Canonicality question

My keyboard has these warnings:

These are the tags:

What should I change?

I had these warnings after upgrading to Keyman Developer 14. I just followed the suggested codes and everything worked.
I also updated lexical model accordingly. That worked for me.

Thanks

Slightly off topic…I would urge you not to mix scripts in one keyboard.

You should have one keyboard that will support Latin and those language tags should be
id and jv.

Then, for your Javanese keyboard use jv-Java, su-Java, etc as it recommends. We want the shortest tag possible.
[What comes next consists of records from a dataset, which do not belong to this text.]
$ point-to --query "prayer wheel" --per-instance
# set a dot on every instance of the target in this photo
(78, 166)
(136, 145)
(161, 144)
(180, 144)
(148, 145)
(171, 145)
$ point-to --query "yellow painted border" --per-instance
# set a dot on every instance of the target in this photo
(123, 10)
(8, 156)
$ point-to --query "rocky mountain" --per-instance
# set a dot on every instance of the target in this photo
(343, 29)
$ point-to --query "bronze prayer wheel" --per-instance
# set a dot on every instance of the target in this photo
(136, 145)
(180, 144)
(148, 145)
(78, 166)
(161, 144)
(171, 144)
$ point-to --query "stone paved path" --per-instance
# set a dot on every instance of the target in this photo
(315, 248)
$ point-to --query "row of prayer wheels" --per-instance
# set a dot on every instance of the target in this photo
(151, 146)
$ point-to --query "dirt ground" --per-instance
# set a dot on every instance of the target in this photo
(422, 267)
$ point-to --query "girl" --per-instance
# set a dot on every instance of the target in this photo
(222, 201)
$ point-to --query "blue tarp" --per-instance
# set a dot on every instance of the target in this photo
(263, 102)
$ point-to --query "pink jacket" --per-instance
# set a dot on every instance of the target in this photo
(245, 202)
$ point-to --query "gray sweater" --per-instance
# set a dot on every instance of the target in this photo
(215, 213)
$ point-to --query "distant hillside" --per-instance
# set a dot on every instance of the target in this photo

For jv the default script is Latn so that is not necessary for the Latin script keyboard, but Java is necessary.

This layout is for people who use the two scripts interchangeably, in social media and messaging apps, sometimes even in a single sentence, with me as primary tester, and my chat group as primary users. It’s not convenient at all to switch between layouts.

It should be just as easy to switch keyboards as it is to switch layouts.
Also, predictive text will be using just one script.

I guess we could have a predictive dictionary that included both scripts. This is a code switching challenge that we have already – not only with Keyman, but with keyboarding in general on computers and mobile devices. Many people do switch languages and/or script mid-sentence and computers currently don’t make that easy. I do it myself and it’s always annoying. What’s more, I don’t really care what the language tag is if I am sending a text message – so this is a case of the computer getting in the way of what I want to do.

That said, our current guidelines are as @Lorna says, to not mix and match scripts and languages in the same keyboard. The BCP 47 tagging for the keyboard becomes complicated – do you use jv-Latn or jv-Java? You can only use one!

I agree that switching keyboards is not particularly user friendly on our mobile devices. On Windows, win+space is pretty quick and we can also setup a hotkey to switch which is as easy as switching layouts within a single keyboard. On macOS and Linux there are similar shortcuts.

On Android, Ctrl+Tab on a Bluetooth keyboard will open the language switch but it still requires a slow interaction to select another keyboard.

I don’t have a better answer today!

Indonesian are bilingual and trilingual speakers (/writers/typers), so yes, code-switching is a feature in our languages that hurdled by technology. And most of my audience / users would be mobile (Android) users, not computer users. Since the new app could show the stats, I’ve seen around 100 monthly download of my past keyboard (j/jawa) from the app and from the website.

I’ve considered your arguments, and decided to let this layout to be -Latn- tags only, because my other keyboard, jawa_standar, would be geared more towards all -Java- tags. But I would still use the region tag (jv-Latn-ID), because Javanese is used in other countries, such as SEA countries, and Suriname. And I don’t claim to know the usage in those countries. So based on my first screenshot, should I just ignore the warning to change it to ‘jv’?

jv is considered canonically equivalent to jv-ID. Use of the language in another country would require the country tag as well (e.g. jv-MY for Malaysia, say). So you should use jv.